The “news” from Afghanistan this month will be of the new US commander, General Stanley McChrystal, and the surge of dollars and enthusiasm he brings. We’re meeting him soon and have been told to expect infectious optimism and crisp command. Perhaps he will persuade me that the security situation here can be stabilised. Surprising if with more than 80,000 troops it couldn’t be.

But put your eye to the other end of the telescope, step 40 paces back from the kinetic situation, and ask what it’s for. It’s to support the building of a secure, freestanding state in Afghanistan. This is not happening. The elections this summer cannot but return President Karzai, an arch survivor focused only on survival, in whom the world has already lost confidence and can have little reason for future hope. Mr Karzai’s paralysing chess game of alliances, stand-offs, jobs and favours does not represent a regrettable failure to do anything with the power he has won. It is the way he won it and the only way he can keep it.

Meanwhile, brute force can almost always hold its ground, and an American surge should bring a little more security. But for what? The ground may be cleared by guns, but there is no viable politics here waiting to occupy it. And until what? Until the Americans try to leave.

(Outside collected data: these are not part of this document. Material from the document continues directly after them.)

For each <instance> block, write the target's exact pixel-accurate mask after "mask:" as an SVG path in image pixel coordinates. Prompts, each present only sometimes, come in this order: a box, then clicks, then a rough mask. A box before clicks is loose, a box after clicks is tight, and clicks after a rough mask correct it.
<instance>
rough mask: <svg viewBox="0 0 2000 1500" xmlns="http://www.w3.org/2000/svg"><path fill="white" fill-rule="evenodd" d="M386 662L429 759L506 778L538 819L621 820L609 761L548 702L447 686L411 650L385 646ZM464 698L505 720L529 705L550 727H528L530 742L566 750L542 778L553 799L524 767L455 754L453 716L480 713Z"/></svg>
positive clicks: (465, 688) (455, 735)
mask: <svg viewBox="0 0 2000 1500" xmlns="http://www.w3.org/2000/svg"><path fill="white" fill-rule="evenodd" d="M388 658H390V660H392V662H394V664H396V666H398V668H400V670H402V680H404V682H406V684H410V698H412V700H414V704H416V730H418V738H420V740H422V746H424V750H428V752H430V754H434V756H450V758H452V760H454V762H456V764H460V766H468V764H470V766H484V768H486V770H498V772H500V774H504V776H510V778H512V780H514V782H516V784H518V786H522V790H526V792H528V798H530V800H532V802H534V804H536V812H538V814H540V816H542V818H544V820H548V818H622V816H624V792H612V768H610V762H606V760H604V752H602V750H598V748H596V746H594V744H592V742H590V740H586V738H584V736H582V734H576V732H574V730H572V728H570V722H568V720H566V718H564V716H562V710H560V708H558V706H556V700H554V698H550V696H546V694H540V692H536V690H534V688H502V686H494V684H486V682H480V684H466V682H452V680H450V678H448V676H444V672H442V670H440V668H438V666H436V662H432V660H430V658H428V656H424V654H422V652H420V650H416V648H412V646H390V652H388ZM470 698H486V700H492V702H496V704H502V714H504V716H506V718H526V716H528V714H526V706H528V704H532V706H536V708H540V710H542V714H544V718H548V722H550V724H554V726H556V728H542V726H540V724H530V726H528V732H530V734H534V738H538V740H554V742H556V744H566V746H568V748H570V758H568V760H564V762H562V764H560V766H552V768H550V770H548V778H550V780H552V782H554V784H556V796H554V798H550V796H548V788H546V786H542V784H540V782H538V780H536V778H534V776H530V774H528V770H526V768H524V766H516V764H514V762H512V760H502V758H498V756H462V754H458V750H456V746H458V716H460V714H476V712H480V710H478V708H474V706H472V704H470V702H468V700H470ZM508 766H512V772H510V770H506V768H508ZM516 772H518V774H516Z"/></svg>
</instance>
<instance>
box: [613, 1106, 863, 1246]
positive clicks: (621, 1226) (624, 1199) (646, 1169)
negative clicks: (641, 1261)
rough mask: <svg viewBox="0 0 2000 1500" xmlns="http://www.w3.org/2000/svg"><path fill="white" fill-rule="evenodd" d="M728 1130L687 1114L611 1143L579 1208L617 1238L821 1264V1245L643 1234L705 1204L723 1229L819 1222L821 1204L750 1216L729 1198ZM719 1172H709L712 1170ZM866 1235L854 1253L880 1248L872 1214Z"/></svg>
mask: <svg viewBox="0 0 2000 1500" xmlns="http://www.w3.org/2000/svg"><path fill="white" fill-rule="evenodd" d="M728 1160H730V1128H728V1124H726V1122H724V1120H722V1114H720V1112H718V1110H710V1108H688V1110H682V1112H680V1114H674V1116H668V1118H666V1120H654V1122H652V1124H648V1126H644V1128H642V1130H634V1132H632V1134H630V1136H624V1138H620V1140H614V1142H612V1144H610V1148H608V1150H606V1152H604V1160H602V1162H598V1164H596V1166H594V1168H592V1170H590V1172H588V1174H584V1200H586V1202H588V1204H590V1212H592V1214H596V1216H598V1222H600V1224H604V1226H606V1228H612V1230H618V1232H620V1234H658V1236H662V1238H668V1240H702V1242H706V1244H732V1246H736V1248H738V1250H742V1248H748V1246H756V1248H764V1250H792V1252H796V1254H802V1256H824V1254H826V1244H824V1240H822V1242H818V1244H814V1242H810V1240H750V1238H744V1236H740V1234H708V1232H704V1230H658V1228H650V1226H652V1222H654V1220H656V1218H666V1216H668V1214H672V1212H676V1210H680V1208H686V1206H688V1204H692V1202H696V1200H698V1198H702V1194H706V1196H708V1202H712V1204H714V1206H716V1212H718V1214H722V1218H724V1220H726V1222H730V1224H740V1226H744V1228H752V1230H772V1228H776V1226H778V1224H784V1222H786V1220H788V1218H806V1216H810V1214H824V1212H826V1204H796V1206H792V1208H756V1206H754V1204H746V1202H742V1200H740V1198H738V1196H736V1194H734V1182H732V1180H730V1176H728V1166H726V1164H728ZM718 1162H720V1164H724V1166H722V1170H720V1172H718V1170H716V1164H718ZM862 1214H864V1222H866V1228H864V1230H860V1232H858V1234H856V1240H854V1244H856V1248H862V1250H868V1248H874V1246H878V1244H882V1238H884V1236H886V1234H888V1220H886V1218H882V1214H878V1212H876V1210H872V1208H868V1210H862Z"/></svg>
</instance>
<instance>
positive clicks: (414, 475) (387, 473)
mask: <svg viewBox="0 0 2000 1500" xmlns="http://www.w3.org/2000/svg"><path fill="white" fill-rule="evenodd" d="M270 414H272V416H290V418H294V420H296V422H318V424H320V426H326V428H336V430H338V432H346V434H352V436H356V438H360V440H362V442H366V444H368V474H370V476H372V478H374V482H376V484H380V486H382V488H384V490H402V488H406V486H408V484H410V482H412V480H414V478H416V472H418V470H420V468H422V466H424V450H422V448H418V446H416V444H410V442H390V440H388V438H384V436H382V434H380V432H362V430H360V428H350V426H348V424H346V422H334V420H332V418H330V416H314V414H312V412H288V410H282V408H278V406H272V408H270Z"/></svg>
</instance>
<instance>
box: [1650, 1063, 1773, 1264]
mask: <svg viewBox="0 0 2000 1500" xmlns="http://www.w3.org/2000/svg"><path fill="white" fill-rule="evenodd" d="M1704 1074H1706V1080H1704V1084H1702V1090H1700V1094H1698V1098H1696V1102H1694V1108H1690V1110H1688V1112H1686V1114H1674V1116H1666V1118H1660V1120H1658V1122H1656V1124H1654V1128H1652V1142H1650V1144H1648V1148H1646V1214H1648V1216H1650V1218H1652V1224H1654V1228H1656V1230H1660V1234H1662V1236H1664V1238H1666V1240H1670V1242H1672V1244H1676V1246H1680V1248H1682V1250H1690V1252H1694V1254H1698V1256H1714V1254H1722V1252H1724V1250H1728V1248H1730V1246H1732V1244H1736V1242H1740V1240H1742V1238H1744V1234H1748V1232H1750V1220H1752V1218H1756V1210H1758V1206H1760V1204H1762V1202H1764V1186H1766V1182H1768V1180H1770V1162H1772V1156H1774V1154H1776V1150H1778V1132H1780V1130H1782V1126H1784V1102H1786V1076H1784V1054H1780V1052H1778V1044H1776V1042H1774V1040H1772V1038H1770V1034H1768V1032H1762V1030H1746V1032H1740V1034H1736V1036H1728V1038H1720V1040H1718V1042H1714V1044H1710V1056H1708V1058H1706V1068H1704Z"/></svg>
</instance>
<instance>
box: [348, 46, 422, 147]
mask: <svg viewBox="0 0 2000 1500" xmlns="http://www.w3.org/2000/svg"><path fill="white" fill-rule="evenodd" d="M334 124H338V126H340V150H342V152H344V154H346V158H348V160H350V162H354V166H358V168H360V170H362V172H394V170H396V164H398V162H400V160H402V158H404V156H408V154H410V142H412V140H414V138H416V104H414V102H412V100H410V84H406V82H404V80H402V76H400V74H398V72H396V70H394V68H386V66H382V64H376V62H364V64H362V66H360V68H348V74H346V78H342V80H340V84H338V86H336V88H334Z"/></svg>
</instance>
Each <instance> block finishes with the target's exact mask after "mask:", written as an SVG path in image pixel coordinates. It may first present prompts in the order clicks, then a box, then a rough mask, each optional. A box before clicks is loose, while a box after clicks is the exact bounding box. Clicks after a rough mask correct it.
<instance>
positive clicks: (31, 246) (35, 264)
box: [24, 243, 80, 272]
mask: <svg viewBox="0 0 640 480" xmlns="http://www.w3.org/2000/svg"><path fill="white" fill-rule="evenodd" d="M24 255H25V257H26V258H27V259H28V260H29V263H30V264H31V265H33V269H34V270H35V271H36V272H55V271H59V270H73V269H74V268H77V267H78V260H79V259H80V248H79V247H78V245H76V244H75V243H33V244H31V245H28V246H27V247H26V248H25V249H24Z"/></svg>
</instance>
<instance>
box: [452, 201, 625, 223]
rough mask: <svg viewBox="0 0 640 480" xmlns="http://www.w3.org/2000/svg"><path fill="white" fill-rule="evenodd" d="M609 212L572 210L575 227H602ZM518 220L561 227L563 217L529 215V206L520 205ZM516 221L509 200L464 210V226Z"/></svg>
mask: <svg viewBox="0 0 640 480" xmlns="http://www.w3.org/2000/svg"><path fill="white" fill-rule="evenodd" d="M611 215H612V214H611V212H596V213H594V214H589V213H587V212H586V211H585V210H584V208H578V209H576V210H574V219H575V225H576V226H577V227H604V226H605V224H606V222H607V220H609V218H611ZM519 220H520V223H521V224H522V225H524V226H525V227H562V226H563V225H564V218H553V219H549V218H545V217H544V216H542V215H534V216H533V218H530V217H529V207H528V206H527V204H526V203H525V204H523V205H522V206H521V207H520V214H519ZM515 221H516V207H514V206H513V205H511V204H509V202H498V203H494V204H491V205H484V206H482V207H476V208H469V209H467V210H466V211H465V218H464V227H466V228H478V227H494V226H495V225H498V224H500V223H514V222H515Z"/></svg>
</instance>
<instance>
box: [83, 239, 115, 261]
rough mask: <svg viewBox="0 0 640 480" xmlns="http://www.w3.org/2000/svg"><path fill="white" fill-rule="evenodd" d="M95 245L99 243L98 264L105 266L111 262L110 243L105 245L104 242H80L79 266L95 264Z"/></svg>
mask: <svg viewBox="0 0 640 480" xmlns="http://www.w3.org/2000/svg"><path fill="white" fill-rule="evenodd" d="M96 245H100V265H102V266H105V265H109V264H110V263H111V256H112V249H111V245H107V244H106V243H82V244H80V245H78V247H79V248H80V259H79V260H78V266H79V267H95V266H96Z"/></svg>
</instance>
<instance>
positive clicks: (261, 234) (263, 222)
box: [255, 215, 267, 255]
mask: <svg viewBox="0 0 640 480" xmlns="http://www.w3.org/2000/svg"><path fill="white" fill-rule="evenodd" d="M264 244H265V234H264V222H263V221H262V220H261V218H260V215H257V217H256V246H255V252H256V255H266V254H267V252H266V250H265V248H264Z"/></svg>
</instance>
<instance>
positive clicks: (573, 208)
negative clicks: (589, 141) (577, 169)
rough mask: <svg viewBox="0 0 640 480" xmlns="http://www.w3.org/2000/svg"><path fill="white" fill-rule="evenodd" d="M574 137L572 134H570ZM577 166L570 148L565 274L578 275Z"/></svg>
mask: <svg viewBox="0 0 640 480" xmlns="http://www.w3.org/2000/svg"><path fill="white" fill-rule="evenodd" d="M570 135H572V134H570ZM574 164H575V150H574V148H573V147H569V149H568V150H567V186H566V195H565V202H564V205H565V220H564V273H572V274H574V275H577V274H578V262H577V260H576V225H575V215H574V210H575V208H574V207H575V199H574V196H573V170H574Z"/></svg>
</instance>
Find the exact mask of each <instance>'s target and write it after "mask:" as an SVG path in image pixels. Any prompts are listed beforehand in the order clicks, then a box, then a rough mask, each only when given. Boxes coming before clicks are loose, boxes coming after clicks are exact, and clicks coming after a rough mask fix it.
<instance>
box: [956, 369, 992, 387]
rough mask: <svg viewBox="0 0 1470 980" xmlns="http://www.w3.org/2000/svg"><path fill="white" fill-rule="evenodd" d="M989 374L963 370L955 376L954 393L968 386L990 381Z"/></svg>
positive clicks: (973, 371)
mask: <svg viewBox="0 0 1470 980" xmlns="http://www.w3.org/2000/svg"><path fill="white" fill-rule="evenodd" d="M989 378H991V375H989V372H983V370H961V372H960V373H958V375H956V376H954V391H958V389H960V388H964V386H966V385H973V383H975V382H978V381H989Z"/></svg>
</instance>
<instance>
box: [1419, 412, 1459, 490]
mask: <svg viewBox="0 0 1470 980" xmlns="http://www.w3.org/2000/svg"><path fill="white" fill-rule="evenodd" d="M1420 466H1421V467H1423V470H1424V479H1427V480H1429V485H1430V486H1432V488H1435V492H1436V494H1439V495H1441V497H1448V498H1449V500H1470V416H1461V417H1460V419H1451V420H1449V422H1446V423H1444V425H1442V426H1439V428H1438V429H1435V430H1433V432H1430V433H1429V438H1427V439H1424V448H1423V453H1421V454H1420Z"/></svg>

So the fortunes of war are irrelevant. To save your sanity, your solvency and perhaps your life, it’s important not to grasp the detail, or it will bankrupt you, kill your sons and break your heart. Don’t hunt for truth. Don’t dissect. Don’t delve. Don’t help. Don’t peer at the demented jigsaw puzzle of dollars, capital letters and committees, or shuffle the pieces around: they don’t add up to a country. Push aside your microscope, fetch your telescope and put your eye to the wrong end. The devil is not in the detail. The devil is in the whole damn thing.

So take a look at the whole damn thing; see that occupying Afghanistan was a mistake; then close your mind to further argument or entreaty; because of argument and entreaty there will be no lack, but it will never be conclusive; and in the end we will have to decide. We must harden our hearts against this beautiful country and these handsome, noble, crazy people; and all the rest is noise.